M
mathog
Mostly when I program it is maintenance work - making little tweaks and
corrections to other people's code. The C++ books and tutorials are all
clear and wonderful about objects and methods but they only ever give
toy examples. In real world programs it seems that the code is always a
morass of object types and methods, often with similar names.
(Resulting in: "yes, 'print', but which 'print'?"). I find it extremely
difficult to find in such code where actions actually occur, or in many
cases what earlier events led to an issue later in the program.
Presumably there are tools to help with this that I should be using but
am not. What are these tools? If somebody knows of a tutorial or
reference on how to deal with complex code like this, please share it.
For instance, lately I have had to make some changes to Inkscape. The
development environment is Mingw. This program uses Cairo, GDK, GTK,
Pango, and heaven knows what else, in addition to all of its own code.
The closest thing I have to a class browser is the doxygen web
interface, example:
http://fossies.org/dox/inkscape-0.48.3.1/clipboard_8cpp_source.html
One of the tasks on my "to do" list is to add import/export of images to
the EMF extension. I found the relevant sections in the EMF extension
(switch() cases provided, but no code in them) by a grep through all of
the source code for the EMF keyword function associated with images.

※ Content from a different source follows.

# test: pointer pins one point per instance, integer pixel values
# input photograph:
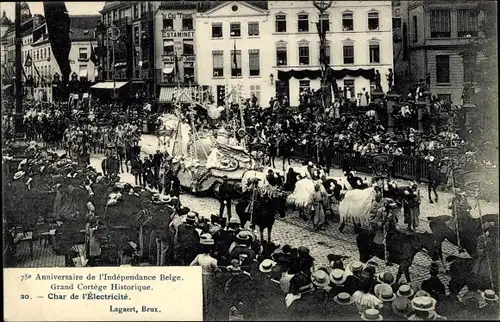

Looking around for an example of how to handle images in Inkscape
located the link above by more grep's, since I knew one could paste an
image into the program from the clipboard. From this link, on line 937
we see that rather than converting directly from GDK:ixbuf to an
Inkscape object type they punted. First they save from the Pixbuf to a
PNG file, and then they use a preexisting file_import function to read
that object back in. The program pastes at the cursor (or something like
"at the cursor") but how it knows where that is lies in a code segment
far far away. Anyway, this illustrates the point I'm trying to make.
One would imagine that somewhere in this heap of code there is a
"create/import image of size W,H at position X,Y", but good luck finding it.
Figuring out the logic in real C++ programs is also challenging. In
Inkscape, for instance, much of the program is event driven, so a
backtrace will often not tell you what happened before a given execution
point. Example:
A ->
B ->
C (configure: event X will cause E) ->
D (configure: something else relevant when E runs) ->
C ->
B (event X) ->
E (stops at preset breakpoint)
So the back trace shows
A->B->E
and there is no clue that C and D are important, or even that they ever
ran. This A->E example is grossly simplified, since in the real program
there were thousands of function calls before event X. Short of tracing
every function call how would one ever know that C,D need to be looked at?
Thank you,
David Mathog
corrections to other people's code. The C++ books and tutorials are all
clear and wonderful about objects and methods but they only ever give
toy examples. In real world programs it seems that the code is always a
morass of object types and methods, often with similar names.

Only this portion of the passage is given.